It works! I have to define attributes for the ObjEntity too. That's a nice feature, I don't longer need any XML file to configure Cayenne.

Thanks a lot
André

Andrus Adamchik <[email protected]> wrote:

Actually this is good result - you are getting there. I think you also need to add attributes for the columns in your table to DbEntity and ObjEntity.

Andrus

On Jan 21, 2011, at 5:09 PM, André Rothe wrote:

Hm, it doesn't work. I can perform a SQL query, it returns the correct number of records, but the properties are NULL.
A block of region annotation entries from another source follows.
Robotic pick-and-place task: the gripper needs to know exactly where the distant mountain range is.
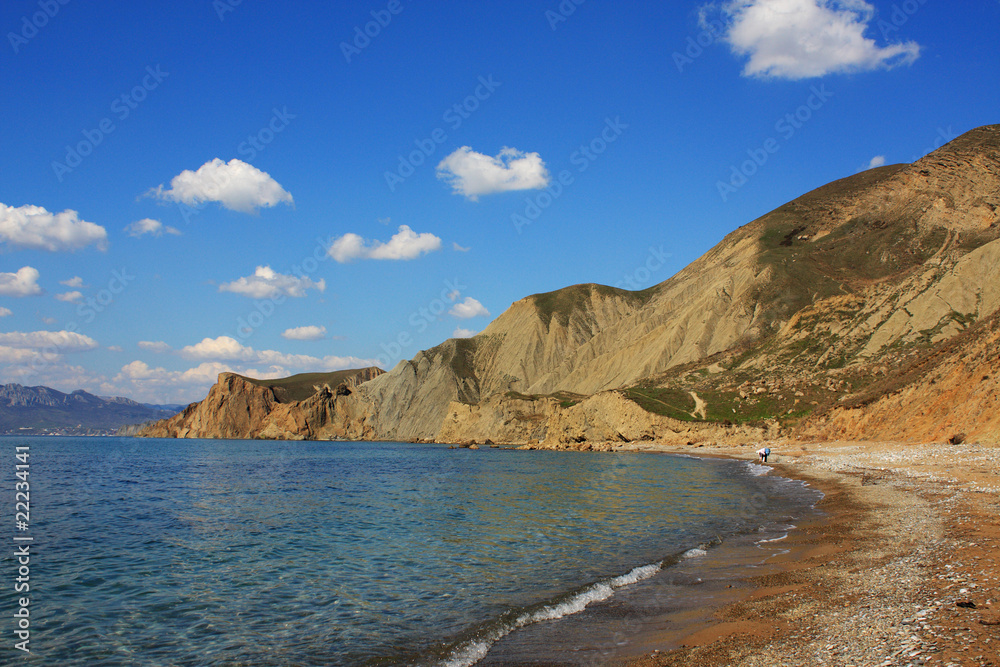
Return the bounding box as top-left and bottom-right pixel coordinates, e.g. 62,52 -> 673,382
0,384 -> 185,435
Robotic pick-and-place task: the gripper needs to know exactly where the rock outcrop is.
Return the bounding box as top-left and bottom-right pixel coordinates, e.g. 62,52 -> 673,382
139,368 -> 382,440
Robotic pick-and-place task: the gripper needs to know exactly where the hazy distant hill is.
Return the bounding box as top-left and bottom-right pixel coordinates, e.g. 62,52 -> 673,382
0,384 -> 180,435
141,125 -> 1000,447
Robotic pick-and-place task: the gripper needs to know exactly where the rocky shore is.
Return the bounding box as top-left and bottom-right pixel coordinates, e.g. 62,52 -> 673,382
625,442 -> 1000,667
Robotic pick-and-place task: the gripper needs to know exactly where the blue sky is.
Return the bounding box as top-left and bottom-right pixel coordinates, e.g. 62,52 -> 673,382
0,0 -> 1000,402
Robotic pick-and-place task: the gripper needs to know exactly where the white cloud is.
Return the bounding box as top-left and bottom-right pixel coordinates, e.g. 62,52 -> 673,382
219,266 -> 326,299
0,266 -> 42,297
125,218 -> 181,238
149,158 -> 295,213
281,326 -> 326,340
139,340 -> 171,354
56,290 -> 83,303
862,155 -> 885,171
702,0 -> 920,79
178,336 -> 375,372
437,146 -> 549,201
0,331 -> 97,354
448,296 -> 490,320
0,204 -> 108,252
329,225 -> 441,264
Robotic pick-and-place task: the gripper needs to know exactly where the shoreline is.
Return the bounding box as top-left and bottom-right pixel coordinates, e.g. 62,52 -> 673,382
616,442 -> 1000,667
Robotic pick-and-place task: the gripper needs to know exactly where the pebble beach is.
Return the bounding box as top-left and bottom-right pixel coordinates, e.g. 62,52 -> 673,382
624,442 -> 1000,667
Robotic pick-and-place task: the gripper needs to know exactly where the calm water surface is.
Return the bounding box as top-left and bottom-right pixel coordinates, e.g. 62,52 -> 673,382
0,438 -> 815,666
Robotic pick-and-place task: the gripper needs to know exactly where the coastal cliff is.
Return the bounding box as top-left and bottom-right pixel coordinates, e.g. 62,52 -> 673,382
144,125 -> 1000,448
138,368 -> 382,440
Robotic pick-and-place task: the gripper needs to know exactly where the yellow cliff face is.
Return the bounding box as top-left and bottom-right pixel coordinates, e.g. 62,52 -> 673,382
139,369 -> 381,440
SelectQuery q = new SelectQuery("Projects");
List projectsTest = this.context.get("test").performQuery(q);

for (Object o : projectsTest) {
   DataObject dObj = (DataObject) o;
   System.out.println(dObj.readProperty("columnname"));
}

I have defined a DataContext "test" as:

DataMap map = new DataMap(mapName + " map");

DbEntity entity = new DbEntity("tablename");
map.addDbEntity(entity);

DbAttribute attr = new CharacterDbAttribute("columnname", 20, true);
entity.addAttribute(attr);

// more attributes here
// ...

ObjEntity objEntity = new ObjEntity("Projects");
objEntity.setDbEntity(entity);
objEntity.setClassName(CayenneDataObject.class.getName());   // default
map.addObjEntity(objEntity);

DataNode node = new DataNode(mapName + " node");
node.addDataMap(map);
node.setDataSource(store.getDataSource());
node.setAdapter(new AutoAdapter(store.getDataSource()));

DataDomain domain = new DataDomain(mapName + " domain");
domain.addNode(node);
domain.addMap(map);

this.context.put(mapName, domain.createDataContext());

The class CharacterDbAttribute sets the type to VARCHAR, mandatory and length properties. The field "store" holds the data sources (instances of PoolManager). mapName = "test".

I think, I don't need a full-defined ObjectEntity, because it is dynamic. I set only the class name (default) and the DbEntity instance. So where I have forgotten a call?

Thanks a lot
André

Andrus Adamchik <[email protected]> wrote:


On Jan 21, 2011, at 2:53 PM, André Rothe wrote:

Should I set the name explicitly to "org.apache.cayenne.CayenneDataObject" (or subclasses)?

Setting org.apache.cayenne.CayenneDataObject is optional (this is the default). If you want to use your own subclass, definitely call objEntity.setClassName(MyClass.class.getName()).